Je crois qu'il y a à travers la parole une puissance qui assimile le deuil à la lumière : les morts ne disparaissent pas tant que les vivants parlent d'eux. Ce que l'on appelle la bénédiction n'appartient pas qu'aux religions : elle est cette part favorable qui habite la parole et qui s'offre à celles et ceux qui s'y rendent disponibles. (p147)

J'ai mis de longs mois à comprendre que j'étais la voix de Sonia, ou plutôt l'une des voix. Ses combats sont devenus les miens. A travers l'atelier d'écriture de Megan Devine [3], en lisant d'autre blogs de parents endeuillés, j'ai réalisé à quel point j'avais eu tord de penser qu'évoquer le nom d'un enfant disparu pourrait faire du mal à ses proches. Je pense tout le temps à Sonia. Que l'on me parle de sa vie ne va pas ouvrir une cicatrice, au contraire, c'est de la pommade, une manière de me dire que l'on ne l'oublie pas.

Yannick Haenel l'a compris dès les premiers jours du procès, après une soirée cauchemardesque suite à la diffusion des images de la tuerie. Quand il chute dans une flaque d'eau en rentrant tard le soir, ivre avec une page blanche, le lecteur tombe avec lui dans cet abîme.

J'écrivis, car je ne cessai pas d'écrire de quatre heures à sept heures, d'un seul souffle, sans relever la tête, que les morts ne meurent pas tant que nous parlons d'eux, et qu'en vivant à l'intérieur de notre parole, ils sont là pour toujours. (p70)

C'est cette éternité qui est importante, celle qui se trouve dans la trace laissée dans un journal, dans un livre, ou dans les archives judiciaire. L'expression "faire son deuil" m'est insupportable parce qu'elle me donne l'impression qu'il faudrait que j'atteigne ce moment où je ne parlerai plus de Sonia, comme elle invite à oublier  Frédéric Boisseau, Franck Brinsolaro, Cabu, Elsa Cayat, Charb, Honoré, Bernard Maris, Ahmed Merabet, Mustapha Ourrad, Michel Renaud, Tignous, Wolinski ou encore Clarissa Jean-Philippe. Il n'y a pas de deuil à faire, juste un statut d'endeuillée à assumer, comme une responsabilité, le fait de se montrer digne, à la hauteur, et de tenir la barre au milieu des ténèbres, guidée par une  lumière, un fil rouge... 

Dîtes-moi où habite la lumière et quel est le lieu des ténèbres. 

Au fil des pages, j'ai trouvé beaucoup d'humanité, en particulier dans le portrait des terroristes, enfermés comme des animaux dans leur cage, ce qui a rendu Yannick Haenel honteux. 

Lorsqu'on refuse violemment l'existence des autres, ils ne font plus que vous envahir.

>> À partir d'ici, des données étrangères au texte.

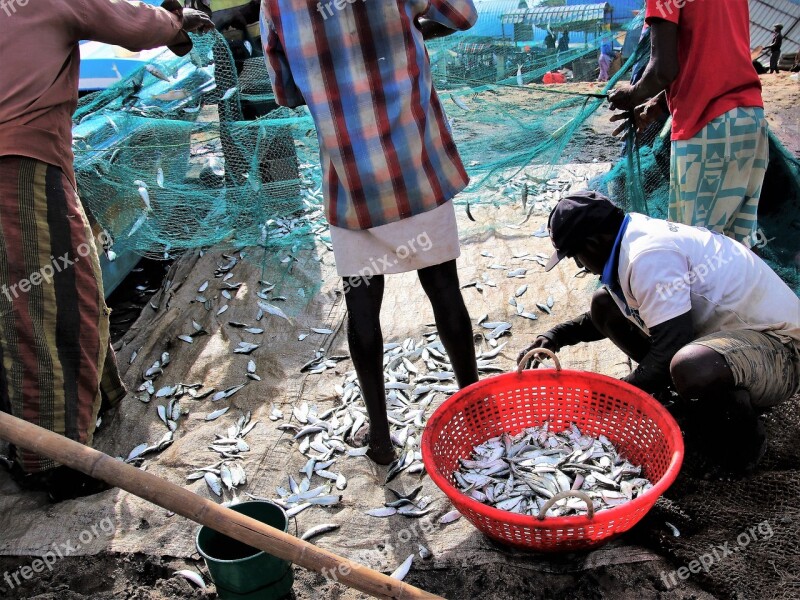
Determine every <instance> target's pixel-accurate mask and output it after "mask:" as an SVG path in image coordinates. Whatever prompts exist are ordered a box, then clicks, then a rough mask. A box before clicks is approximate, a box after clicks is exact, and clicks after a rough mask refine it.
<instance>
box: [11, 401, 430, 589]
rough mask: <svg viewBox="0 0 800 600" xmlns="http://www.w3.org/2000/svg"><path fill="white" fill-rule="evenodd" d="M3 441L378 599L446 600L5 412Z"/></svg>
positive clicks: (62, 436) (240, 541)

Vous vous êtes mis en cage tout seul. 

A plusieurs reprises, il insiste sur le vide de l'existence de ces petits trafiquants. Les frères Kouachi ont joué à la console pendant deux ans. La DGSI n'a pas jugé utile de continuer à surveiller des pantouflards. Les propos des complices sont semés d'embrouilles, de contradictions, et trahissent l'ennui de ceux qui ne font que traîner toute la journée.

Ce qui je découvris alors n'était pas beau à voir, car on n'entretient pas si impunément de si mauvais rapports avec le langage : il finit par vous pourrir l'esprit. C'est ce que je voyais au cœur de cette longue nuit qu'aura été le procès : le reste que produit la parole pauvre, le dépôt de la parole souillée. (p97) 

Il est une heure du matin. J'ai commencé à écrire ce billet de blog vers 21h30, sans trop savoir où j'allais. "Notre solitude" de Yannick Haenel m'a fait du bien. Il me semble important de partager cet écho que j'y ai trouvé, cet encouragement à écrire et à être la voix de Sonia, y compris dans le silence.  


  1. Y Haenel, Notre Solitude, Les échappés, 2021
  2. F Boucq, Y Haenel, Janvier 2015 - Le procès, Les échappés, 2021.